SOCRATES: Nothing, if that be what he thinks.

LACHES: But that is what I do think.

SOCRATES: And yet men who thus run risks and endure are foolish, Laches, in comparison of those who do the same things, having the skill to do them.

LACHES: That is true.

SOCRATES: But foolish boldness and endurance appeared before to be base and hurtful to us.

LACHES: Quite true.

SOCRATES: Whereas courage was acknowledged to be a noble quality.

LACHES: True.

SOCRATES: And now on the contrary we are saying that the foolish endurance, which was before held in dishonour, is courage.

LACHES: Very true.

SOCRATES: And are we right in saying so?

LACHES: Indeed, Socrates, I am sure that we are not right.
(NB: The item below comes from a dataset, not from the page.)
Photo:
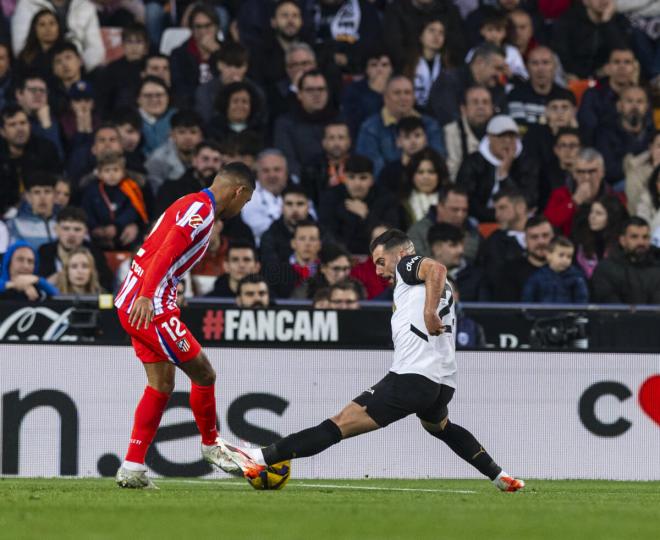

SOCRATES: Then according to your statement, you and I, Laches, are not attuned to the Dorian mode, which is a harmony of words and deeds; for our deeds are not in accordance with our words. Any one would say that we had courage who saw us in action, but not, I imagine, he who heard us talking about courage just now.

LACHES: That is most true.

SOCRATES: And is this condition of ours satisfactory?

LACHES: Quite the reverse.

SOCRATES: Suppose, however, that we admit the principle of which we are speaking to a certain extent.

LACHES: To what extent and what principle do you mean?

SOCRATES: The principle of endurance. We too must endure and persevere in the enquiry, and then courage will not laugh at our faint-heartedness in searching for courage; which after all may, very likely, be endurance.

LACHES: I am ready to go on, Socrates; and yet I am unused to investigations of this sort. But the spirit of controversy has been aroused in me by what has been said; and I am really grieved at being thus unable to express my meaning. For I fancy that I do know the nature of courage; but, somehow or other, she has slipped away from me, and I cannot get hold of her and tell her nature.

SOCRATES: But, my dear friend, should not the good sportsman follow the track, and not be lazy?

LACHES: Certainly, he should.

SOCRATES: And shall we invite Nicias to join us? he may be better at the sport than we are. What do you say?

LACHES: I should like that.

SOCRATES: Come then, Nicias, and do what you can to help your friends, who are tossing on the waves of argument, and at the last gasp: you see our extremity, and may save us and also settle your own opinion, if you will tell us what you think about courage.

NICIAS: I have been thinking, Socrates, that you and Laches are not defining courage in the right way; for you have forgotten an excellent saying which I have heard from your own lips.

SOCRATES: What is it, Nicias?

NICIAS: I have often heard you say that 'Every man is good in that in which he is wise, and bad in that in which he is unwise.'

SOCRATES: That is certainly true, Nicias.

NICIAS: And therefore if the brave man is good, he is also wise.

SOCRATES: Do you hear him, Laches?

LACHES: Yes, I hear him, but I do not very well understand him.

SOCRATES: I think that I understand him; and he appears to me to mean that courage is a sort of wisdom.

LACHES: What can he possibly mean, Socrates?

SOCRATES: That is a question which you must ask of himself.

LACHES: Yes.

SOCRATES: Tell him then, Nicias, what you mean by this wisdom; for you surely do not mean the wisdom which plays the flute?

NICIAS: Certainly not.

SOCRATES: Nor the wisdom which plays the lyre?

NICIAS: No.

SOCRATES: But what is this knowledge then, and of what?

LACHES: I think that you put the question to him very well, Socrates; and I would like him to say what is the nature of this knowledge or wisdom.

NICIAS: I mean to say, Laches, that courage is the knowledge of that which inspires fear or confidence in war, or in anything.

LACHES: How strangely he is talking, Socrates.

SOCRATES: Why do you say so, Laches?

LACHES: Why, surely courage is one thing, and wisdom another.

SOCRATES: That is just what Nicias denies.

LACHES: Yes, that is what he denies; but he is so silly.